Les gouvernements tentés par une politique axée sur les services se heurtent à des contraintes différentes, mais tout aussi importantes. Premièrement, s'appuyer sur des secteurs capables d'absorber une main-d'œuvre importante – commerce de détail local, hôtellerie et services à la personne – comporte le risque d'un piège de faible productivité. De plus, étant donné qu'un secteur des services « performant » peut concentrer les gains de productivité principalement au profit des actionnaires (grâce aux économies d'échelle, à l'automatisation et à la rentabilité croissante du capital), la part du revenu du travail peut se déconnecter de la productivité.
Sans politiques délibérées visant à créer des liens, les secteurs à forte productivité peuvent devenir des enclaves générant des exportations impressionnantes, mais de faibles retombées sur le reste de l'économie – comme le démontre de plus en plus le boom des technologies de l'information en Inde. La productivité variant relativement peu entre les sous-secteurs manufacturiers, mais fortement entre les services, la réaffectation de la main-d'œuvre n'accroît la productivité globale que si les travailleurs se dirigent vers les segments adéquats ; or, ces segments adéquats sont généralement ceux dont la capacité d'absorption est la plus faible.
L'expérience chinoise et indienne nous enseigne que, quelles que soient les ressources disponibles, le développement, qu'il soit axé sur l'industrie ou sur les services, ne peut réussir sans politiques visant à remédier aux défaillances de la coordination du marché.

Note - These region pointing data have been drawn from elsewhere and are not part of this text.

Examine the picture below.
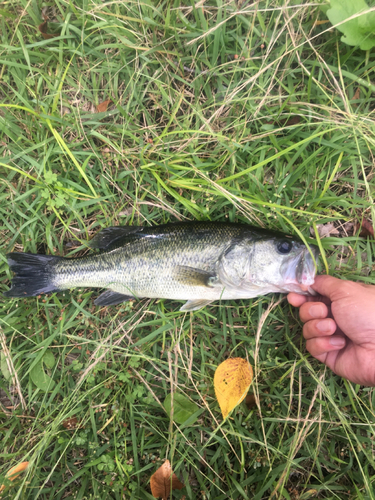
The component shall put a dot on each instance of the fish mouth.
(301, 270)
(306, 268)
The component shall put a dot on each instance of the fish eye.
(284, 247)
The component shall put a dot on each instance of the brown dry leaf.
(366, 229)
(161, 481)
(102, 107)
(43, 27)
(232, 380)
(15, 472)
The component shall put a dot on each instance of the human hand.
(340, 327)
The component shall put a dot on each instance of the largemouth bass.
(199, 262)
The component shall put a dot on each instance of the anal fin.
(109, 298)
(194, 305)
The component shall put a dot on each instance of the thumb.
(328, 286)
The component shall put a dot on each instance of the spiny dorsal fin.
(194, 305)
(111, 235)
(109, 298)
(193, 277)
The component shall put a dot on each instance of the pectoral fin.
(109, 298)
(193, 277)
(194, 305)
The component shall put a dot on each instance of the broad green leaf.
(359, 31)
(183, 408)
(4, 367)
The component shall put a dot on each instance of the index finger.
(327, 285)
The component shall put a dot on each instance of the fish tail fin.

Compétences, infrastructures, institutions et soutien sectoriel doivent impérativement être alignés. Ces composantes se renforcent mutuellement et leur présence partielle engendre des déséquilibres.
L'échec de la Chine réside dans le piège des services locaux ; celui de l'Inde, dans le cloisonnement des services à forte valeur ajoutée. Ces deux écueils sont évitables, à condition que les gouvernements les anticipent et planifient en conséquence.

Hinh T. Dinh, ancien économiste principal au sein du Bureau du vice-président principal et économiste en chef de la Banque mondiale, est chercheur principal au Policy Center for the New South.

Karim El Aynaoui, président exécutif du Policy Center for the New South, est vice-président exécutif de l'Université polytechnique Mohammed VI et doyen de son pôle Sciences humaines, économiques et sociales.